Status of ALL during and after treatment

How well leukemia responds to treatment affects the patient’s long-term chance for recovery.

Remission

A remission (complete remission) is usually defined as having no evidence of leukemia after treatment. This means the bone marrow contains fewer than 5% blast cells, the blood cell counts are within normal limits, and there are no signs or symptoms of the disease. A complete molecular remission means there is no evidence of leukemia cells in the bone marrow, even when using very sensitive lab tests, such as polymerase chain reaction (PCR).

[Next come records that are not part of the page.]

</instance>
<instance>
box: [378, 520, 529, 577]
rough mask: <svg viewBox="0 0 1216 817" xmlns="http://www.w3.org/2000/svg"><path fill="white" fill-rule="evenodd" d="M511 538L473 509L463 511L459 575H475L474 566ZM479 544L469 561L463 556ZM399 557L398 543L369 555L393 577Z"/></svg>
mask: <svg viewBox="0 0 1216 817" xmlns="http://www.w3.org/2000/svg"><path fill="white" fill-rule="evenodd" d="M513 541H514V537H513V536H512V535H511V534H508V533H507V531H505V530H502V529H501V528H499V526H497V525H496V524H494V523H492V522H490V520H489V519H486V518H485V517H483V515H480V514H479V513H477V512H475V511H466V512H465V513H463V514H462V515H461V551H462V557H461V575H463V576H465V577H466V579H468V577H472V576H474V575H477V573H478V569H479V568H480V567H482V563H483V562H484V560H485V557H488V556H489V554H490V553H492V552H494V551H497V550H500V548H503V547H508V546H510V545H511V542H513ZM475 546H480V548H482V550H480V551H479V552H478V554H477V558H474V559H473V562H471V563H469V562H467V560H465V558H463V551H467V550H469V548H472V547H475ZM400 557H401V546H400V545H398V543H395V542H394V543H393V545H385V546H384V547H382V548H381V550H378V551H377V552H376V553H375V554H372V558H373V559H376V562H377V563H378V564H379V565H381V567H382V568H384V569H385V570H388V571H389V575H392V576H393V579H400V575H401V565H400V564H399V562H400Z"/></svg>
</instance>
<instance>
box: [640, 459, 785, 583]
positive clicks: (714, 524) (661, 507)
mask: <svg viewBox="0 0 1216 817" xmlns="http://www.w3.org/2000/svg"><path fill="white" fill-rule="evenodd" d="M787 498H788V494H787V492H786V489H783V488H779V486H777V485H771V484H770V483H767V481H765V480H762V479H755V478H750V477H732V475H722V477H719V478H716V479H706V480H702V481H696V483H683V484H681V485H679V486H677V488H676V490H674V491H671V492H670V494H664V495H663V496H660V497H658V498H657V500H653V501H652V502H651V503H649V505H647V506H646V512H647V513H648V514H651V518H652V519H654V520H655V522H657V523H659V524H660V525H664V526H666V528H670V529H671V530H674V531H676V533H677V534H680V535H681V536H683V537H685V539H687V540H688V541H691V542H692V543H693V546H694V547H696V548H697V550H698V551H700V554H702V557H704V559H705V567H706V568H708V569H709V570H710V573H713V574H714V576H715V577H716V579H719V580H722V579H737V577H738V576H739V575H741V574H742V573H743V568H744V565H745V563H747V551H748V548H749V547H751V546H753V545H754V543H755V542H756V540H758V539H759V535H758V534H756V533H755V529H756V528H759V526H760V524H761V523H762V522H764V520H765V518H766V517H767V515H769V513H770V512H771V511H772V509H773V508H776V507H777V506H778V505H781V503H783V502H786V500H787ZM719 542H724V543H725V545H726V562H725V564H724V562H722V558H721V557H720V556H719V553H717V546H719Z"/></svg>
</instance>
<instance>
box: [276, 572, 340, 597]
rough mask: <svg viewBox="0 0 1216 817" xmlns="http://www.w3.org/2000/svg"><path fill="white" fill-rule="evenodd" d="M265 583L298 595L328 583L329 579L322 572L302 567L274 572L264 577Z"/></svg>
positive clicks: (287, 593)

Even when leukemia is in remission, this does not always mean that it has been cured.

Minimal residual disease

Minimal residual disease (MRD) is a term used after treatment when leukemia cells can’t be found in the bone marrow using standard lab tests (such as looking at cells under a microscope), but they can still be detected with more sensitive tests (such as flow cytometry or PCR).

Patients with MRD after treatment are more likely to have the leukemia relapse (come back after treatment) and overall have a poorer outlook than those who achieve a complete remission. Doctors are studying if these patients could benefit from further or more intensive treatment.

Active disease

Active disease means that either there is evidence that the leukemia is still present during treatment or that the disease has relapsed (come back) after treatment. For a patient to be in relapse, more than 5% of the bone marrow must be made up of blast cells.